Will mir einen Separaten Gartenwasserzähler zulegen , da ich durch ihn kein Abwasser bezahlen muß.

Wer von euch hat einen , was muß ich beachten ...?

Hab bis jetzt soviel rausbekommen das 10 % des Trinkwasser 's nicht zur Schmutzwasserberechnung herangezogen werden .

Heißt also man sollte schon über den 10 % liegen damit es sich auch lohnt . Denke mal als Teichbesitzer wird es sich immer lohnen . 

Hab mir mal die Unterlagen beschafft und da steht nichts drin zwecks Teich.

Hab hier nur was für Grünflächenbewässerung / Ziergartenbewässerung / Nutzgartenbewässerung , davon Bebaut usw . 
Für Schwimmbäder darf man das Wasser auch nicht nutzen , da dieses Wasser ja auch wieder dem Schmutzwasser zugeführt wird .

So wie mir gesagt wurde soll ich jetzt erst mal den Bogen ausfüllen , einreichen und dann kommt jemand der das dann Beurteilt ........

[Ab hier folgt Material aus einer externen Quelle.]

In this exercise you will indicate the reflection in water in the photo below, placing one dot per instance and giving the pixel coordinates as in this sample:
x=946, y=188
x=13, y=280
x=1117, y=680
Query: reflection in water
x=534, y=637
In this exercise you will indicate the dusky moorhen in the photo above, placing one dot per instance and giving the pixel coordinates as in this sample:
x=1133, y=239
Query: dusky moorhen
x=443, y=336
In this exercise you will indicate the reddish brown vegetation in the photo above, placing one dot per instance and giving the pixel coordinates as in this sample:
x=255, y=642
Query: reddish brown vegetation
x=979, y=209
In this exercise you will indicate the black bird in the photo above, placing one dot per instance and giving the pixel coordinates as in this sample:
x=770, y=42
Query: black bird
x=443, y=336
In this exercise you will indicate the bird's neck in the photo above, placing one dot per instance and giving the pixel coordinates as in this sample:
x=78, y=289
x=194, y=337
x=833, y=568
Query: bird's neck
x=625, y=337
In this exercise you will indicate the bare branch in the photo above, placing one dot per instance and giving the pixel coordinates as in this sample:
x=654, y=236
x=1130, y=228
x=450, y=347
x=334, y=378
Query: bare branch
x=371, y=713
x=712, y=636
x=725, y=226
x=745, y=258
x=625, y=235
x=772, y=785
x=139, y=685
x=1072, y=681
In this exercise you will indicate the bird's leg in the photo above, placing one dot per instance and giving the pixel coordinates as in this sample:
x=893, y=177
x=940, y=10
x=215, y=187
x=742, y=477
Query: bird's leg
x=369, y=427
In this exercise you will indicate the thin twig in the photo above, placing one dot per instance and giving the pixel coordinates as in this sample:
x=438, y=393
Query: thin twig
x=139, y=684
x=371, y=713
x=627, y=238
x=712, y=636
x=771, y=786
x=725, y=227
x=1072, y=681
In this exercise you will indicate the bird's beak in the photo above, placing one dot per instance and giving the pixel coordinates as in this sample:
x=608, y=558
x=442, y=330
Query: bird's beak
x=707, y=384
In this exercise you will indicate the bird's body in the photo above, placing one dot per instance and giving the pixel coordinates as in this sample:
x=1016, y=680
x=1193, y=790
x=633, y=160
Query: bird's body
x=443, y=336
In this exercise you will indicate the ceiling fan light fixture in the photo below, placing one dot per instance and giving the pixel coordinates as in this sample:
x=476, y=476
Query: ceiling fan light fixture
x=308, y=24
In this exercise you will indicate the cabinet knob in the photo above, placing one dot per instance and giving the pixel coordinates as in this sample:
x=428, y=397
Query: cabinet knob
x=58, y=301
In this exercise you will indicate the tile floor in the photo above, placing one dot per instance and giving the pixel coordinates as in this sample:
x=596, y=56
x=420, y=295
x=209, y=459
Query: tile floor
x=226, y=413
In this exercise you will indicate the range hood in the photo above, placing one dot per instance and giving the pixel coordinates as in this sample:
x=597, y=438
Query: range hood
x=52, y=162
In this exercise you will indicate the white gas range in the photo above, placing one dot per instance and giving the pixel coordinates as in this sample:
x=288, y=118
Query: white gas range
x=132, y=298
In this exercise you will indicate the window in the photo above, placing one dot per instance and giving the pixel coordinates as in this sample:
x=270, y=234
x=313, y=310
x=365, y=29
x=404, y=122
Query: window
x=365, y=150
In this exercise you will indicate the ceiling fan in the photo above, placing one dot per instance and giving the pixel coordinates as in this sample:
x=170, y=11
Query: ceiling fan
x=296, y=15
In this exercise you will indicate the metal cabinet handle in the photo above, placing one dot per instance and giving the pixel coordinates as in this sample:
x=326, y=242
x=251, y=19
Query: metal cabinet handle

Nicht das der dann mein Kleines Loch im Garten sieht und winkt gleich ab ..........


----------



## Vera44 (6. Apr. 2014)

Hallo Michael.

Das ist nicht so einfach. Jeder Stadtverband oder Gemeinde händelt das anders. Hier bei uns geht es zum Beispiel garnicht. 15km von hier ist es kein Problem einen extra Wasserzähler für "Gartenwasser" zu melden. Sag einfach dass Du das Teichwasser zur Gartenbewässerung nutzt, es also nicht in den Kanal abführst. Ein Vesuch ist es in jeden Fall wert.


----------



## Tottoabs (6. Apr. 2014)

Du hast doch deinen Gartenwasserzähler für Gartenwasser.......der Teich wird vom Regenwasser gespeist un wenn der voll ist läuft er eben über.


----------



## juerg_we (7. Apr. 2014)

Hallo Michael,
bei mir war das so, einen geeichten wasserzähler kaufen,einbauen ,bescheid sagen dass wer kommt zum abnehmen,fertig.
es darf nur am wasserhahn kein sifon in der nähe sein. 
gruss
Jürgen


----------



## jolantha (7. Apr. 2014)

Hallo Michael, 
wir haben uns einfach einen Klempner gesucht, der die Leitung verlegt hat, und draußen einen Wasserhahn angebracht hat. 
Wie Jürgen schon geschrieben hat, einen geeichten Wasserzähler dazwischen setzen, und dann den Stadtwerken
Bescheid sagen, und schon wird nur noch " Wasser rein " berechnet. 
( Bei uns jedenfalls )


----------



## Patrick K (7. Apr. 2014)

Hallo Michael
Kommt drauf an was du sennen erzählst , wenn du sagst das du Wasserwechsel machst und das Schmutzwasser in  den Kanal jagst mmmmmh dann wird das nichts , wenn du damit Garten giest dann schon , ich fülle ja offiziell ,nur nach und bei 40-60 L im Sommer (pro Tag) kommen da mit WW mal locker 60m³ zusammen , bei mir würde ein zusatz Wasserzähler sich durchaus lohnen. Wenn ich es den mal angehe und nicht immer wieder vergesse, im moment ist es ja nicht ganz so schlimm ich hab ja einen sauberen Brunnen


Gruss Patrick


----------



## Michael H (7. Apr. 2014)

Morsche

Habdas jetzt mal ausgefüllt und abgegeben . Jetzt kommt ja jemand vorbei der sich das ansehen will . Mal sehn was geht .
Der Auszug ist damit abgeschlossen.